ドラマみたいなアクションを前に、私は目を点にして突っ立っていることしか出来ない。

恐怖と驚きとで、身体が動かなかった。


「つ、強い……!」

「何なんだ、お前は……」


苦痛に歪む三人の顔を、如月くんはどこか楽しげな怖い笑みを浮かべて見下ろす。


「よかったなぁ、路地裏入っといて。大勢の人にみっともない姿見せられたくねーだろ?」

「うぐ……っ」


悔しそうな三人だけど、何も言い返せないらしい。

そしてふっと笑みを消すと、こちらまで凍らせられそうなほど冷たい瞳に変化し、同じく温度のない声色でこう吐き捨てた。

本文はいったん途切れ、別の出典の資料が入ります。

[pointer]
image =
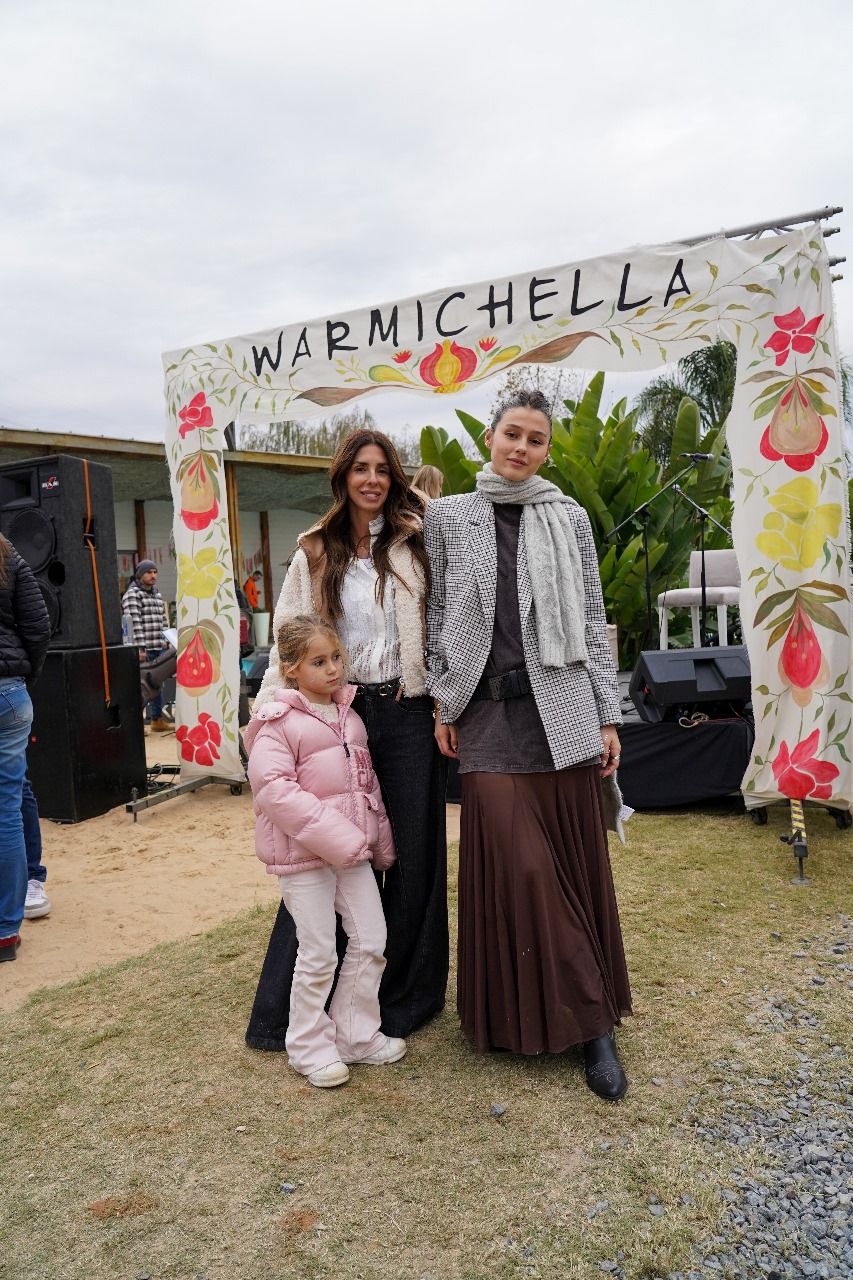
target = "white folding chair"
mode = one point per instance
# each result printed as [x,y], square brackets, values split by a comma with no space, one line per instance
[723,592]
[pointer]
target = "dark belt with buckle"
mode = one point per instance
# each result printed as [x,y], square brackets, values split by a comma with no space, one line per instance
[387,689]
[511,684]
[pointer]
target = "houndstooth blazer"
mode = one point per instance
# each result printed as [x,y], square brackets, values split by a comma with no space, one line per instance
[574,702]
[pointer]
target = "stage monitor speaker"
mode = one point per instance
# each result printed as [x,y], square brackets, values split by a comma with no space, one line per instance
[85,757]
[42,513]
[666,681]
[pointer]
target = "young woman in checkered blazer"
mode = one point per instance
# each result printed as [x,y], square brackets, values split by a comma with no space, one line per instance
[527,699]
[363,568]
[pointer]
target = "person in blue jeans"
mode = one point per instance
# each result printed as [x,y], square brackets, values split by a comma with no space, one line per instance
[24,631]
[37,903]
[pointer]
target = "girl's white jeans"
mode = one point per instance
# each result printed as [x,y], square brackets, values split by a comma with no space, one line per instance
[350,1031]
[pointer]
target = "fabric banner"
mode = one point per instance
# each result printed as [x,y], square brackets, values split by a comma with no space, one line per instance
[625,311]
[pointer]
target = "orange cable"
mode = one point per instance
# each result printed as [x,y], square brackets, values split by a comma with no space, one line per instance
[87,539]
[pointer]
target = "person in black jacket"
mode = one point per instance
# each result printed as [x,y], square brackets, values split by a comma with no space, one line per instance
[24,631]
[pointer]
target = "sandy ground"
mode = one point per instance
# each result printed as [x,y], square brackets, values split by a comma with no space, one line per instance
[119,887]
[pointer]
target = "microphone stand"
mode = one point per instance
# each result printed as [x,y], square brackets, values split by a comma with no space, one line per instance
[703,516]
[642,512]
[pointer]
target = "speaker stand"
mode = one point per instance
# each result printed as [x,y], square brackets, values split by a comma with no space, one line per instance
[179,789]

「どうせ地味な格好してる弱そうなヤツにしか絡めねぇんだろ。ゲスの極みだな、お前ら」


的を得ているのか、彼の毒舌に三人とも黙らされる。


「俺は金も女も他人に渡す気はさらさらねーよ。つーかまず、こんな昭和臭い妄想女子が俺の女のわけねぇだろ」

「ちょ、ちょっとヒドい……」


そうだけど、間違ってないですけど!

私は少しもオンナとして見られてないと断言されたも同然で悲しい……。